Enterprise Search Center

RESOURCES FOR EVALUATING ENTERPRISE SEARCH TECHNOLOGIES

April 15, 2009

Table of Contents

Pictures Worth a Thousand . . . Finding Nontextual Assets Within the Enterprise

Getting to the point

Google Announces Google Voice

Visual Evidence/E-Discovery Releases VeREVIEW 3.0

MarketResearch.com Launches Profound 2.0

dtSearch Corp. Announces New Product Line

Sherpa Software Launches New Version of Solution for Microsoft Exchange Users

Dialog and QUOSA Team Up

iStockphoto Adds 30,000 Audio Tracks

BA-Insight Offers New International Operations

Vivisimo Releases New Multimedia Outreach, Stan

Search goes to the mountaintop

Noodle V6.7.10 Released

Minnesota Uses Vivisimo’s Velocity Search Platform

Pictures Worth a Thousand . . . Finding Nontextual Assets Within the Enterprise

As if finding text-based content wasn’t already challenging enough, the increasing number of graphics, audio, video, and other nontextual assets within organizations presents yet another enterprise search conundrum. Here we’ll explore the intersection of enterprise search and digital asset management (DAM), as well as various ways of approaching the challenge of finding nontextual assets.

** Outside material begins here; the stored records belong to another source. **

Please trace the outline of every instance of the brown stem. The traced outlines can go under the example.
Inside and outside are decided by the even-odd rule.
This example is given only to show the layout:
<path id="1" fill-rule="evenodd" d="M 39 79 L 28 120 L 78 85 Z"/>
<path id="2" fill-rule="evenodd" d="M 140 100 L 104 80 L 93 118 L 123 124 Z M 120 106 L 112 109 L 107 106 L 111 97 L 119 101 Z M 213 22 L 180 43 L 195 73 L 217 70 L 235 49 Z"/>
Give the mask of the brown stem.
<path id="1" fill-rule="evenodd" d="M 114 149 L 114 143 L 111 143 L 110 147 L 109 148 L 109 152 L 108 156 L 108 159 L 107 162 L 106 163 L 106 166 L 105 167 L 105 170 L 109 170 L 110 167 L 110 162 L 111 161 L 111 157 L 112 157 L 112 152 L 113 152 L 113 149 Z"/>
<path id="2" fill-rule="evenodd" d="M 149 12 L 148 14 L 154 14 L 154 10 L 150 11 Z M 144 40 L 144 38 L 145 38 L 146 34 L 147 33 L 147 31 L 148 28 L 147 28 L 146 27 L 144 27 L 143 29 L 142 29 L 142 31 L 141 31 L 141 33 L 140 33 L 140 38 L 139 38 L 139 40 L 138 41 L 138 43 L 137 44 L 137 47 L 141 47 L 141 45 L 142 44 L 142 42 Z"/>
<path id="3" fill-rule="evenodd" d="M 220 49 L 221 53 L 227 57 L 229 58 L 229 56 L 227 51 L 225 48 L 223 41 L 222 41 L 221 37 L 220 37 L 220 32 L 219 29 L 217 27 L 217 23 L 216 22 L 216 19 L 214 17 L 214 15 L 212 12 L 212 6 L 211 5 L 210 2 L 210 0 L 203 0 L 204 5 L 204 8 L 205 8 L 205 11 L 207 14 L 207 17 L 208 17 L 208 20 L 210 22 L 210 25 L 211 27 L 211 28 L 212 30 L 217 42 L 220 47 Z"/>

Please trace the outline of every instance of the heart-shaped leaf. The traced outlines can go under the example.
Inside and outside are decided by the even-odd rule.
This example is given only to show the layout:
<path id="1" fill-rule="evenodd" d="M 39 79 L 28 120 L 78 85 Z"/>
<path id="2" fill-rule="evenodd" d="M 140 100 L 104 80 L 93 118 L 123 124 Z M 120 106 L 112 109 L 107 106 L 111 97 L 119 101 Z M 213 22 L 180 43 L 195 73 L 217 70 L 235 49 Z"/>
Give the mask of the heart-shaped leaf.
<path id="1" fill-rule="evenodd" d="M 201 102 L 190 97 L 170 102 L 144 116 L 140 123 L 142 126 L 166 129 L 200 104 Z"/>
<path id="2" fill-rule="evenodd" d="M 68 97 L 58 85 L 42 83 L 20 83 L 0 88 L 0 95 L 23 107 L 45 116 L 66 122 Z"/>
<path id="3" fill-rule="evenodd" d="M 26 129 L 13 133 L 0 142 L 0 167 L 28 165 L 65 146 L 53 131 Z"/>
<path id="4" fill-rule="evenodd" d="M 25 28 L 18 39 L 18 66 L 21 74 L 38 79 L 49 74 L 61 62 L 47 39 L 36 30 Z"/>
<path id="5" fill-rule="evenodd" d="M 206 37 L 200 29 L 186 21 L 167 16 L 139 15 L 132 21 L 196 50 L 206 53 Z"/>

Digital asset management—the technology and discipline that refers to the management of (mostly) nontextual assets—is one of the fastest growing areas of content technology. DAM technology originally focused on anything that wasn’t purely text (often called "rich media"). Rich media can also refer to the information contained in the media itself: for example, a video containing visual and oral information. Because much of that information isn’t text, software may have difficulty finding the content without human assistance.

Rich media poses many findability challenges:

It can be large and unwieldy. Some video files are terabytes in size. Size affects all aspects of working with the media: storage, processing, movement, and distribution, as well as search and retrieval.

Because rich media is visual or linear and time based, it introduces new challenges for how it’s identified, presented, searched for, manipulated, and segmented. A search tool can’t read and analyze it in the same way it can a text document.

Rich media tends to lend itself to the creation of derivative works. Think of a brochure that contains several images or a 1-hour news broadcast, 1 minute of which may need to be found and used later.

Because rich media is nontextual, it requires additional textual information (metadata) describing the media to accompany it either directly (as part of the file), within a repository, or in both places.

Though we talk a lot about the importance of metadata and search, the reality is that most (though not all) search technology does a decent job of analyzing text documents and identifying relevant keywords and metadata, facilitating findability later on. The picture is much less pretty when it comes to the retrieval of nontextual assets. The need for metadata is essential to finding nontextual assets because without metadata, access to your rich media is nearly impossible or terribly unwieldy.

Unlocking the Metadata

DAM technologies can do a lot to facilitate the creation of metadata around digital assets, including extracting metadata from assets as they’re ingested into the system. This is what makes the difference between a run-of-the mill rich media file and a true digital asset, which can be found, monetized, and reused.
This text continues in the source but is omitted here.